What would be the proper solution to this problem from your point of view?
What functionality/API mm can provide to make the life of fs developers
better here?

> 
> These are the sorts of situations that shrinker->to_text() would
> allow us to enumerate when it is necessary (i.e. at OOM-kill). At
> any other time, it just doesn't matter, but when we're at OOM having
> a mechanism to report somewhat accurate subsystem memory consumption
> would be very useful indeed.
> 
> > Unlike anon memory, slab memory (fs caches in particular) should not be heavily
> > affected by killing some userspace task.
> 
> Whether tasks get killed or not is completely irrelevant. The issue
> is that not all memory that is reclaimed by shrinkers is either pure
> slab cache memory or directly accounted as reclaimable to the mm
> subsystem....

My problem with the current OOM reporting infrastructure (and it's a bit an
offtopic here) - it's good for manually looking into these reports, but not
particularly great for automatic collection and analysis at scale.
So this is where I was coming from.

Thanks!

Kent Overstreet Dec. 1, 2023, 9:25 p.m. UTC | #26

On Fri, Dec 01, 2023 at 11:04:23AM +0100, Michal Hocko wrote:
> On Thu 30-11-23 20:47:45, Kent Overstreet wrote:
> > On Thu, Nov 30, 2023 at 09:14:35AM +0100, Michal Hocko wrote:
> [...]
> > > All that being said, I am with you on the fact that the oom report in
> > > its current form could see improvements.
> > 
> > I'm glad we're finally in agreement on something!
> > 
> > If you want to share your own ideas on what could be improved and what
> > you find useful, maybe we could find some more common ground.
> 
> One thing that I would consider an improvement is to have a way to
> subscribe drivers with excessive memory consumption or those which are
> struggling to dump their state.

Remember the memory allocation profiling patchset? The one where you
kept complaining about "maintenancy overhead"?

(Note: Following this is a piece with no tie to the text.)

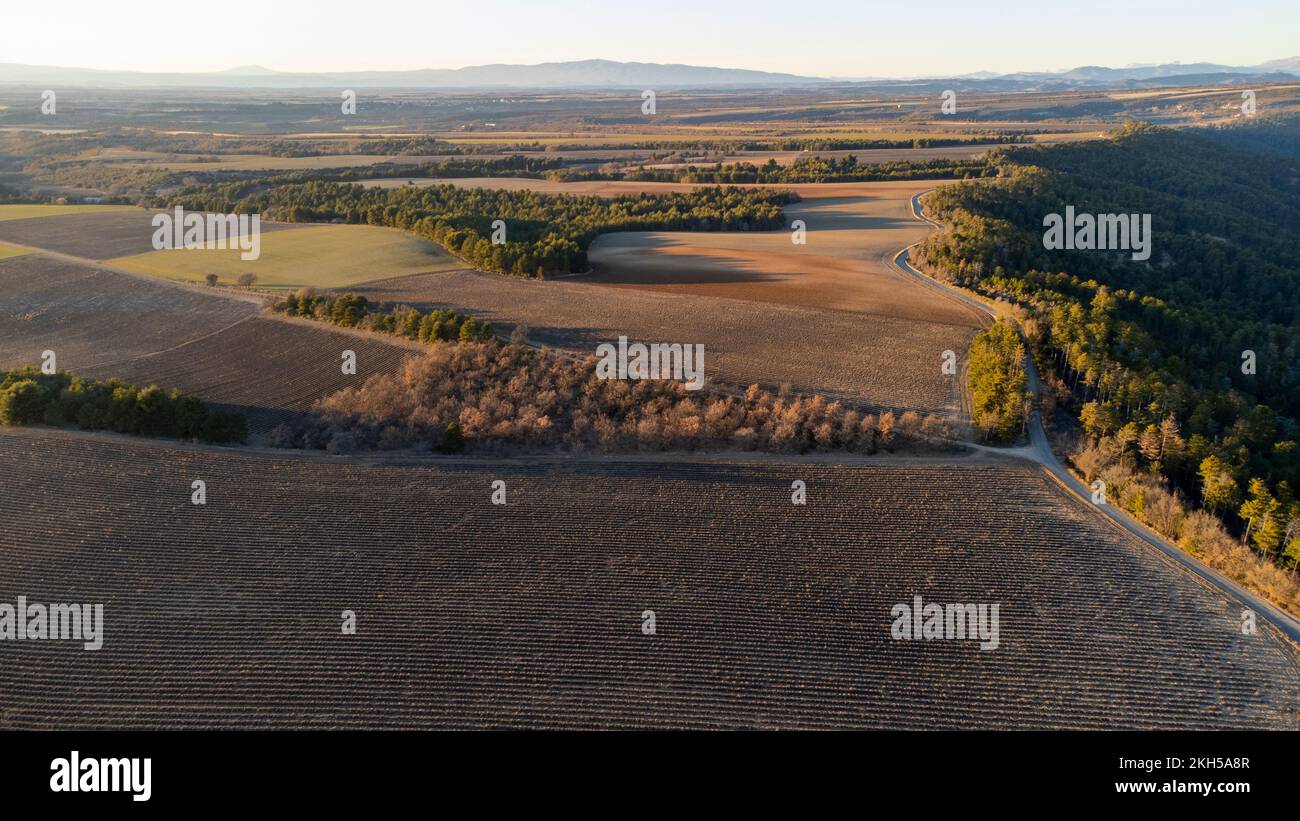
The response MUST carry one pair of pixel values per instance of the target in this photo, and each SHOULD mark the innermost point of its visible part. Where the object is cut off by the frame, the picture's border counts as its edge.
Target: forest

We can plug that into the show_mem report too, and list the top 10
allocations by file and line number.

> Maybe your proposal can be extended that way but the crucial point is to
> not dump all sorts of random shrinkers' state and end up with unwieldy
> reports.  If, on the other hand, any particular shrinker struggles to
> reclaim memory and it is sitting on a lot of memory it could be able to
> flag itself to be involved in the dump.

Great, since as was mentioned in the original commit message it's not
"all sorts of random shrinkers", but top 10 by objects reported, what
I've got here should make you happy.

Kent Overstreet Dec. 1, 2023, 9:51 p.m. UTC | #27

On Fri, Dec 01, 2023 at 12:01:33PM -0800, Roman Gushchin wrote:
> My problem with the current OOM reporting infrastructure (and it's a bit an
> offtopic here) - it's good for manually looking into these reports, but not
> particularly great for automatic collection and analysis at scale.
> So this is where I was coming from.

Well, toml isn't the worst thing ever, as far as
machine-and-human-readable-formats go.

For those unfamiliar it's related to json: it's less general than json,
but in exchange it's much easier on the eyes.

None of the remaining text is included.